I can imagine entire pages being put inside a content element just as easily as I can imagine multiple content elements on a page. In both of these cases the content element becomes less useful. Once the incorrect usage becomes more common than the correct usage, I suppose we’ll update the specification to match what authors actually do and how browsers actually interpret it.

Comment by Bruce

Steve Fenton, that’s one of my worries too. Misused content element is the worst-case. Used correctly, it adds nothing.

Scooby Doo seems to work, so I favour that.

Comment by steve faulkner

Hi Bruce, as you said the algroithm kind of works in the gamil case. a few comments:
1. the use of menu wil be problematic if and when implemented as it is meant to provide actual interactive UI not just a semantic container. So unless the developers actually use menu to create a menu interface it will be a problem. And i doubt they will in many cases just look under the hood of the gmail app to see how many ‘actual HTML controls are being used.
2. i don’t agree that the email list/table should be marked up as a an article.
3. the algorithm relies upon everything else being marked up as it should rather than just one thing, there are potentially many more points of failure there.
4. basing how practical the algorithm would be on the visual view of complex web apps (like gmail) is deceptively seductive. try turning CSS off to get a better view of the soupness of the interface and then you may get a sense that using a single semantic container for the main content would be a lot easier to get implemented than getting everything else marked up right.

Comment by Bruce

Hi Steve

1) yeah, is the interactive menu part of the main content or not? Hard to choose.

2) that’s to indicate that each email is an article. I’ve updated the image on Flickr to hopefully reflect that.

3) that’s the best argument for a new element, I think.

Comment by Alohci

Hi Bruce and Steve,

I have two questions.

1. It seems to me that if browsers can compute the “main” landmark reliably, then it’s far better than relying on authors to get it right.

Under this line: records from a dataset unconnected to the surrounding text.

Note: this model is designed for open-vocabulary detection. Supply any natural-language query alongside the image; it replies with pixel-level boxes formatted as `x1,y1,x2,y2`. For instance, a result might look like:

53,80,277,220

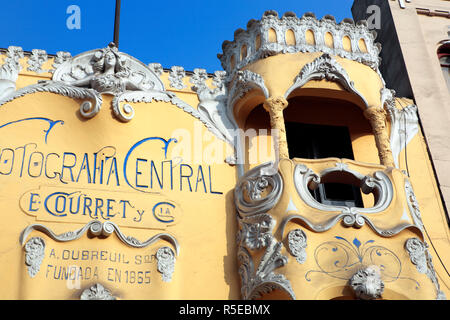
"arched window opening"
284,96,378,207
438,40,450,91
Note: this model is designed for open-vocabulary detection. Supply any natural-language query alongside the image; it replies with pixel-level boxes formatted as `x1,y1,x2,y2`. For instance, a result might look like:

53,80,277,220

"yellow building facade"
0,5,450,300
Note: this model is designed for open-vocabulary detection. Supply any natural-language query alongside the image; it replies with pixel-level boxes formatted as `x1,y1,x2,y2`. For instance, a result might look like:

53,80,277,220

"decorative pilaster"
264,97,289,159
364,107,395,167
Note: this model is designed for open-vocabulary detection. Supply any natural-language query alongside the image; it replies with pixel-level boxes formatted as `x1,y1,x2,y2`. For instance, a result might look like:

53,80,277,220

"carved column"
364,107,395,167
264,97,289,159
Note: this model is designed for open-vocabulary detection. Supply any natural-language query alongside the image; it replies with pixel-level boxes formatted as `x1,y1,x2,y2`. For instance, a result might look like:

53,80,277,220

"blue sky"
0,0,353,73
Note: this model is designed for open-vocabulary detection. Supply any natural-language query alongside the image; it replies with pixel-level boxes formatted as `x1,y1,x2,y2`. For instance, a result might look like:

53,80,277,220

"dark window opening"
285,122,363,207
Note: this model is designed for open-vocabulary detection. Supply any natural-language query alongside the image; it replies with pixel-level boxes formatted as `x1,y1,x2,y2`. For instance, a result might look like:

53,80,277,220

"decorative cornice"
218,11,381,74
284,53,368,107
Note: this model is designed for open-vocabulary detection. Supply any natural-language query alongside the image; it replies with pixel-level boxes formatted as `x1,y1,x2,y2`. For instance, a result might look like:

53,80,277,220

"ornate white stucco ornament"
350,266,384,300
190,69,237,146
405,238,447,300
234,163,295,300
27,49,48,73
80,283,116,300
0,46,23,101
25,237,45,278
156,247,176,282
218,10,381,75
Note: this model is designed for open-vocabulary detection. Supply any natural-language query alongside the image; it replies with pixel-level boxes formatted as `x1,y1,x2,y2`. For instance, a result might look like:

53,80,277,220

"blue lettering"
195,165,207,193
28,193,41,211
180,163,194,192
77,153,91,183
136,158,148,188
61,152,77,182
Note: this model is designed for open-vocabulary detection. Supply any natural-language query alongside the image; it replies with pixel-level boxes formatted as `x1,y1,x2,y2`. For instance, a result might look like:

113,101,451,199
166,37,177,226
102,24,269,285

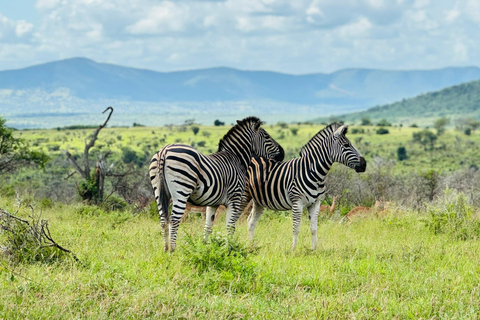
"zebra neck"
305,153,333,181
222,141,253,170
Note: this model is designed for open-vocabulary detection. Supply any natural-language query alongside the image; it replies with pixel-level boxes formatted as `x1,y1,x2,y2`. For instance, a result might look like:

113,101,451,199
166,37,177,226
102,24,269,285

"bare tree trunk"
65,107,113,202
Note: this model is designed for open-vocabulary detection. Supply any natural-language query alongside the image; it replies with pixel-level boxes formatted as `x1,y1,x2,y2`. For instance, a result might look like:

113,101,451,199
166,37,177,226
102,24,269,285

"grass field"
0,199,480,319
0,124,480,319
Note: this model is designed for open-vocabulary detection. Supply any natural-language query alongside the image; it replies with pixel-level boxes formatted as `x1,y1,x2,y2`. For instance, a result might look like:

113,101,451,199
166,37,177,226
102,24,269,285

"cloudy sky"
0,0,480,74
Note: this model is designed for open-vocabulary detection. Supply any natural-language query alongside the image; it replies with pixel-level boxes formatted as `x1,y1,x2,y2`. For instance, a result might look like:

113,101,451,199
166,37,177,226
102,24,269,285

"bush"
376,128,390,134
350,128,365,134
397,147,408,161
425,189,480,240
100,196,128,212
183,233,257,293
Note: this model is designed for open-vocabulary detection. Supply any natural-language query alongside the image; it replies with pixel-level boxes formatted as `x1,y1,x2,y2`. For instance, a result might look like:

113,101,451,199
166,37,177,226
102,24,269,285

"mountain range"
0,58,480,128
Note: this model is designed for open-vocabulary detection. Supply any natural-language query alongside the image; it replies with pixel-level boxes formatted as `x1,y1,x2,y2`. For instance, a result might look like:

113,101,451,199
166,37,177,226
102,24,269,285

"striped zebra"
241,123,367,250
149,117,284,251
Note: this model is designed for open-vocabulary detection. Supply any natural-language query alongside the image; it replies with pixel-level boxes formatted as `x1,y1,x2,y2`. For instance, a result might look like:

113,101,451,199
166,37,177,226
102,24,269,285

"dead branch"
0,209,83,266
65,106,113,180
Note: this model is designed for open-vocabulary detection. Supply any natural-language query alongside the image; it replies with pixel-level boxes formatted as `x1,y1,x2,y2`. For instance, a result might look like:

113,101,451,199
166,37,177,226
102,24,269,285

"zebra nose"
273,149,285,161
355,157,367,172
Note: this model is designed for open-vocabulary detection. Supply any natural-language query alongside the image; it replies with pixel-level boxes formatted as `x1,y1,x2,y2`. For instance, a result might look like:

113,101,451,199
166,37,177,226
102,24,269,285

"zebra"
149,117,285,251
240,123,367,250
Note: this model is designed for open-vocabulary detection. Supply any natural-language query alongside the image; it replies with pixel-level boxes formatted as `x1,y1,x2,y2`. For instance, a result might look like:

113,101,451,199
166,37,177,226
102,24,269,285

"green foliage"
77,177,98,201
375,128,390,134
412,129,438,150
360,117,372,126
100,196,128,212
0,117,50,175
397,146,408,161
433,117,450,136
183,233,257,293
122,147,138,164
350,128,365,134
191,126,200,136
377,119,392,127
213,119,225,127
425,189,480,240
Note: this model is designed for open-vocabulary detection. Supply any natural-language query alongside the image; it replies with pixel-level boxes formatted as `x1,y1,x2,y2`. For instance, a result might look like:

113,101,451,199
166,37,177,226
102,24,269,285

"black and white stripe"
149,117,284,251
242,123,367,249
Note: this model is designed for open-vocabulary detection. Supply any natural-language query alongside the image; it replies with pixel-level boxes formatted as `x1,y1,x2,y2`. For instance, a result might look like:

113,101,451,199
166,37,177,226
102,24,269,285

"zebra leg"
226,200,241,236
248,200,264,241
292,201,303,251
308,197,323,250
169,198,187,252
203,206,217,241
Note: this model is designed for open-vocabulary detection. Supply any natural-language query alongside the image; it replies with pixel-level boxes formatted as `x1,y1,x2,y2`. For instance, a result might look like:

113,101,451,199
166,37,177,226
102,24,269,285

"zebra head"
332,125,367,172
248,118,285,161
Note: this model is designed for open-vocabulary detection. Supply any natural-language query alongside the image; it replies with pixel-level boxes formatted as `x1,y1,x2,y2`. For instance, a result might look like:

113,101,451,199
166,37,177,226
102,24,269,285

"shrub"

Is there a use case for the maincontent start tag being anywhere other than at the scooby-doo point, except when the author has insufficiently marked up the “other” content?

2. If the author has marked up the “other” content fully with header, footer, aside and nav elements, but places the maincontent somewhere in the DOM below the scooby-doo point, is there a danger that the text before the maincontent element will be lost to AT users.

Comment by steve faulkner

Hi Alohci

It seems to me that if browsers can compute the “main” landmark reliably, then it’s far better than relying on authors to get it right.

In order for the user agent to compute the main landmark correctly it relies upon the author using header, footer, article, navigation and aside and using them correctly.

I would suggest that there are more points of failure there than asking the author to use 1 element once, correctly.

Comment by steve faulkner

while I am here (again) would like to clarify a few inacuricies;

regarding a proposed (and rejected) element

The proposal for an element has been rejected by hixie, it has not been rejected by the rest of the web standards community. It is fair to say that there is no consensus on the rejection or addition. In as much as hixie gets the final word on what goes into or out of ‘HTML the living standard’, he does not have the same vice like grip on W3C’s HTML5 or what comes after. So the idea of the concept being rejected from HTML is a little premature.

The editor of HTML.next, Ian Hickson,

Ian is not the editor of HTML.next he is the editor of HTML the living standard. The W3C HTML working groups draft charter states that the HTML WG will “continue the development of the HTML language” and whilst it will obviously take new features added to HTML the living standard into account, it will not be the sole source of new features it considers for inclusion in HTML.next.